Demollari used to watch Italian TV stations through a reception ‘inverter’ her family had acquired. She was convinced it was the closest she’d ever come to experiencing another country, another way of life. International travel remained illegal throughout the 1980s, a hallmark of Enver Hoxha’s unique dictatorship. Each mile of the Balkan nation’s borders was enforced with bulbous barbed wire.[...]
A charm offensive has been building since 2006, when the government first accepted and passed a resolution from the European Council that the crimes of the nation’s Communist regime should be “held equivalent” to those of Nazism. Within three years, Albania had formerly applied for membership to the EU. But it took five years for the nation to be officially recognised as a candidate. Until 2014, EU leaders weren’t persuaded that Albania was committed to tackling a problem that the nation seems unable to shake: corruption. [...]

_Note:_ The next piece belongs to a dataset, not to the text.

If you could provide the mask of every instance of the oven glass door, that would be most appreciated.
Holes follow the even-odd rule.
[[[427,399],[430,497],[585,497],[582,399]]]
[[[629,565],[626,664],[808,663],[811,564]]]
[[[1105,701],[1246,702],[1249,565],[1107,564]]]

But has Albania’s progress been significant enough? Last year, the US Department of State identified “rampant corruption” in the nation. And just this weekend, thousands of protestors turned out in Tirana, calling for Rama’s resignation – accusing the man who was supposed to save the country from corruption of perpetuating it. In response, the Albanian president, Ilir Meta, cancelled the local elections due to take place on 30 June. He stated that the current politic chaos did not provide “the necessary conditions for true, democratic, representative and all-inclusive elections.”